August 30, 2010 12:34PM
You mean that your paper has never printed a negative op.ed about a candidate yet did not endorse the opponent? We have every responsibility to educate small businesses about the candidates. To the degree that Haley chose not to participate or even respond is a red flag. I would be happy to debate the new health care law with you whenever you would like. However, your bias on that is clearly showing in calling it "Obamacare".
August 30, 2010 12:34 PM
You are right. I am biased against Obama. Scares the hell out of me that now I am old enough for Social Security and Medicare, which I have paid for all these years, Obama and his cohorts want to cut benefits. I saw your ad on TV and yes, guess what, they do plan death panels. We can support people who have never tried to work and cut back on the people who have worked, saved and paid their taxes. We can cut Social Security and give the savings to illegal aliens. Why did I waste my time working? Why did I spend 14 hours a day, 7 days a week, working to establish a small business when government is going to take everything away from me? Yes, I am biased and very afraid.

First, neither my comments in the press release or in the questionnaire do I “endorse” the new health care law. The questionnaire only asks about the candidate’s intentions regarding implementing the law.

Second, there was no endorsement of a candidate, only an analysis of the candidates.

Third, what does the Governor of South Carolina have to do with Medicare or Social Security or even the new health care law (when it is ruled Constitutional by the courts)?

I could go on about how the publisher is incorrect about cuts in Social Security, Medicare and especially “death panels.” And no, the publisher's Social Security benefits will not be cut to give benefits to illegal aliens.

But here is what is important for us to understand.

Once you peel away the knee-jerk, politically conservative rhetoric that has been drilled into the publisher's head from years of right-wing radio and TV talk show entertainers, the real emotion escapes—FEAR.

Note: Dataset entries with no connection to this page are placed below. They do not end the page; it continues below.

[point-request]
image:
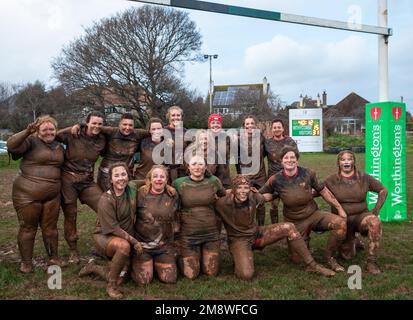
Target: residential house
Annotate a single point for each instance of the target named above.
(235, 99)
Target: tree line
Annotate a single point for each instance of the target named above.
(137, 56)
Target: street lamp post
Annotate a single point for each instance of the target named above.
(210, 56)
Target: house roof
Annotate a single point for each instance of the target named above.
(352, 106)
(225, 95)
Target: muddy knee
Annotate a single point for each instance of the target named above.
(210, 263)
(191, 267)
(245, 274)
(142, 272)
(339, 228)
(167, 273)
(374, 227)
(291, 231)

Fear of not having the nation’s “socialism” programs, Social Security and Medicare, available for the publisher's own use. Fear that those less deserving of our social safety net will take away the publisher's benefits.

Like millions of Americans, the publisher has been fed political fear day in and day out for years. Fear of Democrats (even though Social Security and Medicare were the creation of Democratics over strong Republican oppostion). Fear of any change even though what has been in place has failed so badly. The publisher is “very afraid.”

The reality of this entrenched and pervasive fear is not healthy for our country. We cannot be a nation of “afraids”. We must be optimists, not people who vote based on fear because we are told that new ways to solve problems are scary.

By definition an entrepreneur who starts a small business is an optimist believing that they can change their economic environment. They don’t know fear and they don’t like the word “no”.

That is why my publisher’s fear makes me afraid. Afraid that we’ve lost what has made our country great--a “can do” spirit and a sense of national community working together to move the country forward.